Bergedorf. Jeder Atemzug kostet Ingo Meyer (70, Name geändert) unendlich viel Kraft. Scheinbar ist er nur erkältet. Doch er kann sich nicht mehr anziehen, geschweige denn das Haus verlassen: Seine Lunge pfeift, die Luft bleibt weg.

Immer mehr langjährige Raucher liegen auf der Intensivstation - auch im Bethesda AK Bergedorf.

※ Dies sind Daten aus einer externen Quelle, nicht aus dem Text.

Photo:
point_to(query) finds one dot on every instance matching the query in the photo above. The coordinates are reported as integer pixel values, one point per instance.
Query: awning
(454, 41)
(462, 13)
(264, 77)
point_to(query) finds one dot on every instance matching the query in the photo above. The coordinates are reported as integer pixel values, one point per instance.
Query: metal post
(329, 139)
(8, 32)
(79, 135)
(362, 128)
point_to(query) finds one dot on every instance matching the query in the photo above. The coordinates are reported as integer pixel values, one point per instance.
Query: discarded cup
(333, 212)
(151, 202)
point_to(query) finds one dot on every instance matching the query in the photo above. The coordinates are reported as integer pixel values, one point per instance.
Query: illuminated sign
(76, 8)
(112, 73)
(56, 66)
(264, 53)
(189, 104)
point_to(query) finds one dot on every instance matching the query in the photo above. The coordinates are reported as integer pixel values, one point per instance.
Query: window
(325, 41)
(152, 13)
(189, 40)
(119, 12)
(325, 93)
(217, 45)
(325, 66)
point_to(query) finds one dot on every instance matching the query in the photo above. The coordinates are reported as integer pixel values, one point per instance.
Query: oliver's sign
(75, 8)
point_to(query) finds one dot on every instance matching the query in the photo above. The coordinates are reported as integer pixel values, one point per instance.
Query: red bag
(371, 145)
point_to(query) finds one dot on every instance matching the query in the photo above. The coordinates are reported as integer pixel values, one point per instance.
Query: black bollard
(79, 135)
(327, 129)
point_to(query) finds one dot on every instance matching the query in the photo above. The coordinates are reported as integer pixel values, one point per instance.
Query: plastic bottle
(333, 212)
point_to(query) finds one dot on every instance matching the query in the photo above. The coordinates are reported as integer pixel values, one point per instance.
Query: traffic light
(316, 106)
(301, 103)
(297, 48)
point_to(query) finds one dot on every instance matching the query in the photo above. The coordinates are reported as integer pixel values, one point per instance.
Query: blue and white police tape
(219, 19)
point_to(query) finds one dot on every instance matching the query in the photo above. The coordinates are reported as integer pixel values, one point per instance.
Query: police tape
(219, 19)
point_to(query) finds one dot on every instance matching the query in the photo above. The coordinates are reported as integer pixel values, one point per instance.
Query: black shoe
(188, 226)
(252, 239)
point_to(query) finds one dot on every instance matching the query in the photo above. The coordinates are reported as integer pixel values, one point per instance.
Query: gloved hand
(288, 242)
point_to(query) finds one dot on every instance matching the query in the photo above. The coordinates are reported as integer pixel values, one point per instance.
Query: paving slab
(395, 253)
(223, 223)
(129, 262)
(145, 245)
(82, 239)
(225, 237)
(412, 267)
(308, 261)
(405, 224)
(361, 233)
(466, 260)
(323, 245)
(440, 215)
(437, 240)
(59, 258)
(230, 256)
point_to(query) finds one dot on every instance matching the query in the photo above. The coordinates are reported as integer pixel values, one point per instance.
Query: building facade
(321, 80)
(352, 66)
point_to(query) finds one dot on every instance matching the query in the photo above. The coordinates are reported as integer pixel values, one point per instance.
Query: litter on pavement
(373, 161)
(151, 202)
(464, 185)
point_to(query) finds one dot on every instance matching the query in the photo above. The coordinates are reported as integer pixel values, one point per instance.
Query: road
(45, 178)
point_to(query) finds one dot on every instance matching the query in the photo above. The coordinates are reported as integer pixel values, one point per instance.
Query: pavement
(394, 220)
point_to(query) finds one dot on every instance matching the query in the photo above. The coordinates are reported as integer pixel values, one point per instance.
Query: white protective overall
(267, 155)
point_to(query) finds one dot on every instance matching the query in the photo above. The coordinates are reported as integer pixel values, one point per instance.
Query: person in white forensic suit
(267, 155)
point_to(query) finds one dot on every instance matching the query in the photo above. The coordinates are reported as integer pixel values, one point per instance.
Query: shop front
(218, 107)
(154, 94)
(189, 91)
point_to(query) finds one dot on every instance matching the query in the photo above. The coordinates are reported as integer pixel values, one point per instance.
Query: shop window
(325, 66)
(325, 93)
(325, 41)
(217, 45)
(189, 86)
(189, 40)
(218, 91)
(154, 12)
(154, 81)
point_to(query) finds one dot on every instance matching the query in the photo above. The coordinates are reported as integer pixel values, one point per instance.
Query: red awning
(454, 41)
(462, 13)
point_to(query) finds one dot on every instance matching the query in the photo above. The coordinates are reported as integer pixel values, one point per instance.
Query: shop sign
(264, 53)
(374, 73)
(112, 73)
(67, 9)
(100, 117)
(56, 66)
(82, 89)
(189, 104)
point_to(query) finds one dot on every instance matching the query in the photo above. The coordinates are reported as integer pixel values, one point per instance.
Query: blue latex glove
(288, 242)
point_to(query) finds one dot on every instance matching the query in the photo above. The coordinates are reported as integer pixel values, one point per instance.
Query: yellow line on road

Als der Notarzt kommt, ist der Bergedorfer kurz vorm Ersticken: Der langjährige Raucher leidet unter der Lungenerkrankung COPD, auch chronische Bronchitis genannt.

"Das ist eine Krankheit, die vorwiegend Raucher trifft", sagt Prof. Tammo von Schrenck, Chef der Inneren Medizin am "Bethesda Allgemeines Krankenhaus Bergedorf". Ihre Lunge sei durch das Rauchen bereits stark geschädigt. Ein grippaler Infekt genüge dann, dass sie dauerhaft beatmet werden müssen und sie kein normales Leben mehr führen können. "Die Fälle nehmen zu, inzwischen hat sich COPD zu einer regelrechten Volkskrankheit entwickelt", sagt von Schrenck.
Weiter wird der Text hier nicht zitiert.